When I walked out the front door, several hundred people were standing around a dozen or so bonfires holding a beer or coffee or child, listening to the interview on vehicle speakers. I stepped out on the porch and they applauded. It lasted several minutes. Several hundred people hugged me or shook my hand. Asked me for a picture. It made me feel uncomfortable.

Unworthy.

At midnight, Allie found me on the beach. I was crying. No, I was weeping. And had been. Snot and tears smeared across my face. My soul was spilling out my mouth. Allie put her arm around me and just held me. Finally she turned me toward her and squeezed me tightly. I cried an angry, bitter, broken cry forty-five years in the making.

She asked me, “What can I do? Tell me. Anything.”

I stared out across the ocean. Then down at my feet. “I need someone to forgive me.”

She cupped my face in her hands. “For?”

“For living.”





35

Suzy came by at lunch the following day to report that last night’s listening audience was the largest in their history. She said her television production company wanted to film today’s show at the restaurant, live, and she asked Allie and me if we were okay with that.

I shrugged. “Sure.”

Allie, knowing the pain of last night, paused. “You sure?”

“I’m sure.”

The two-hour show aired live at four o’clock.

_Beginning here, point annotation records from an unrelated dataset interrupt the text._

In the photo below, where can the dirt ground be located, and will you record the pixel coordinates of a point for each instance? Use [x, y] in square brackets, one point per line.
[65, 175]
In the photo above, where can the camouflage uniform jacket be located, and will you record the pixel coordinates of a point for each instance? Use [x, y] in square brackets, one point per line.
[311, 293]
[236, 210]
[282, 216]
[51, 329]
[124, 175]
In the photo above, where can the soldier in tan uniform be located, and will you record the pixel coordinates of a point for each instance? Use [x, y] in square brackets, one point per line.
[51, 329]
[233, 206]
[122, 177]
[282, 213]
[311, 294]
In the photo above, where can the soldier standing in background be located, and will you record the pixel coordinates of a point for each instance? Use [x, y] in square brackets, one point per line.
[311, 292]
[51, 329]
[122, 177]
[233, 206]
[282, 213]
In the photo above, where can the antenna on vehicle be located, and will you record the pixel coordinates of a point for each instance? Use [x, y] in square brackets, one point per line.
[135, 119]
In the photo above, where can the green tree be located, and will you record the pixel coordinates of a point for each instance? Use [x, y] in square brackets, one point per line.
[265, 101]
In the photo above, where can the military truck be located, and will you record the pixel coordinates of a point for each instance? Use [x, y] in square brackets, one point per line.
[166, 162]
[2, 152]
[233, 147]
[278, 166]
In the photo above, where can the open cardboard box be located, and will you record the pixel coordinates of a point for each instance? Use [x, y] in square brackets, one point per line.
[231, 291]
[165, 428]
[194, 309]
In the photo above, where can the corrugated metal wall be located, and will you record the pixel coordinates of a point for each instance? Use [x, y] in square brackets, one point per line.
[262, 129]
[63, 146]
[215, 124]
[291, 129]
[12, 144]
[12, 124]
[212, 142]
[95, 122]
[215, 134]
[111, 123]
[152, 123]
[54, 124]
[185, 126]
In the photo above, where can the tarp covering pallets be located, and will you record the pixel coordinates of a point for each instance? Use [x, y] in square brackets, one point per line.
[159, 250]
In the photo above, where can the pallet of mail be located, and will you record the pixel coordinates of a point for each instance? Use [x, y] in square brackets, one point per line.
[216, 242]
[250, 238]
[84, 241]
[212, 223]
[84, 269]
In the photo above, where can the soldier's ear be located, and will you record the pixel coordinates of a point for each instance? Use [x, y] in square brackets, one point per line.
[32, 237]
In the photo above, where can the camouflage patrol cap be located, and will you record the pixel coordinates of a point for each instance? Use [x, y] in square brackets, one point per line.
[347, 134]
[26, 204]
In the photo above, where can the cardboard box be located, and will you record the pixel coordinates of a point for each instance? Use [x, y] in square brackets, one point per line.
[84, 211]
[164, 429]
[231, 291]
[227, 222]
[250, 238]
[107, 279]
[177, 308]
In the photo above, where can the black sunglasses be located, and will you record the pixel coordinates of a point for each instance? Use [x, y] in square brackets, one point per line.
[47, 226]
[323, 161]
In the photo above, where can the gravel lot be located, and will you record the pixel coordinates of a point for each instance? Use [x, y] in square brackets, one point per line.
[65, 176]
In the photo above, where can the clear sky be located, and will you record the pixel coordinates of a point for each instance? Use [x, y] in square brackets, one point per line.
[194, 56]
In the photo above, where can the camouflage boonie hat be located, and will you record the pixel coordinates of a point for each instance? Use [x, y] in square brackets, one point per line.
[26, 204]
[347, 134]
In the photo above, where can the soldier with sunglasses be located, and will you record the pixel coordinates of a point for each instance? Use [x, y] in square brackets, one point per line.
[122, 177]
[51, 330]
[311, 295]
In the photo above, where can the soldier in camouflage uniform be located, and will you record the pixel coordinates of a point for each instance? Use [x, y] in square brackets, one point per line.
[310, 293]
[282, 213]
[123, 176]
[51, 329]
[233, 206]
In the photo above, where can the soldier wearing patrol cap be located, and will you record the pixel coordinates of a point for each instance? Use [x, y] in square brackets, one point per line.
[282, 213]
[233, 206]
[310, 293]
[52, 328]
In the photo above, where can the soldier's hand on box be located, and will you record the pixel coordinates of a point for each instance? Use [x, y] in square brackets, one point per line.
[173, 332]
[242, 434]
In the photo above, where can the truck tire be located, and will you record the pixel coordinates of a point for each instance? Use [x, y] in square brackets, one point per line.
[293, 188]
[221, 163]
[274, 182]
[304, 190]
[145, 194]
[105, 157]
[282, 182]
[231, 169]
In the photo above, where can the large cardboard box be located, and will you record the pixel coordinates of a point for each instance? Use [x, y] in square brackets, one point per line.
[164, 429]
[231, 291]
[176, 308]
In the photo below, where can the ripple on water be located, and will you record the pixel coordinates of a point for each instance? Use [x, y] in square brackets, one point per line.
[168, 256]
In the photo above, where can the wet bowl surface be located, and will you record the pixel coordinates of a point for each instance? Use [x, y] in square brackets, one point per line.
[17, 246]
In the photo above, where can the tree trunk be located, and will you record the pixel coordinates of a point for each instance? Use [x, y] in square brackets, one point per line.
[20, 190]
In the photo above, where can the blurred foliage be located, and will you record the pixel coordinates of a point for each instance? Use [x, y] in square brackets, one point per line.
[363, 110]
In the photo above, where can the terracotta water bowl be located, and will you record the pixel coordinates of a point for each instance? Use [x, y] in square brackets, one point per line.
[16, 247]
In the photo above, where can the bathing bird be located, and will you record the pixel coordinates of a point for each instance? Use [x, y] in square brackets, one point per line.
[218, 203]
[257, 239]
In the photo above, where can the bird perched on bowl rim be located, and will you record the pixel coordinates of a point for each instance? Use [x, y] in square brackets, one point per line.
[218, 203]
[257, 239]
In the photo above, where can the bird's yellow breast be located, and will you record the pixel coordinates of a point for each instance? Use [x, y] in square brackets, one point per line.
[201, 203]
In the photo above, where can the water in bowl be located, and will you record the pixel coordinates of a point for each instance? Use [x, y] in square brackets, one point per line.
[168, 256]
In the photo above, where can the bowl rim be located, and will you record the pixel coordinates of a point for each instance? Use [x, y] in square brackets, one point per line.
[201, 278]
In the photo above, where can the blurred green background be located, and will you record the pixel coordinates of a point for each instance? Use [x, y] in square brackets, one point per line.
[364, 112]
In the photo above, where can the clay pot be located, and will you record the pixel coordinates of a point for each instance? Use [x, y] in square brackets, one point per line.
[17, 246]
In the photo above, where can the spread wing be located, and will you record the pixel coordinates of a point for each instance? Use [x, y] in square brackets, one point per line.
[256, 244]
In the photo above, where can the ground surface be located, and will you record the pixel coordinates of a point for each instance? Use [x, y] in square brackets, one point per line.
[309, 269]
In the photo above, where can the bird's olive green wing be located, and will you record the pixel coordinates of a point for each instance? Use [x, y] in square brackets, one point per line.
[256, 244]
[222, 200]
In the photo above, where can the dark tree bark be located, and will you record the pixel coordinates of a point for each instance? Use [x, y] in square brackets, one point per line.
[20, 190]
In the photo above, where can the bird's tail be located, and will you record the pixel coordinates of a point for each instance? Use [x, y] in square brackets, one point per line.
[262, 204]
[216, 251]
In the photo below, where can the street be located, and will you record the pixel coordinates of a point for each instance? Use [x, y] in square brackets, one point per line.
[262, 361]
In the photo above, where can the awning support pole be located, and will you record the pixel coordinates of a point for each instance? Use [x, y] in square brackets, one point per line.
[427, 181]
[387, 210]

The corner of the restaurant had been turned into a TV set, complete with down-lighting and microphones and twenty people moving around like ants pulling cables. When the show started, Suzy, ever the force to be reckoned with, took me back through many of the questions of the previous nights, replaying the audio for the television audience. Then she asked expounding questions. We talked for almost thirty minutes before she broke for commercial. When we returned, she continued with her line of questioning. I answered as best I could.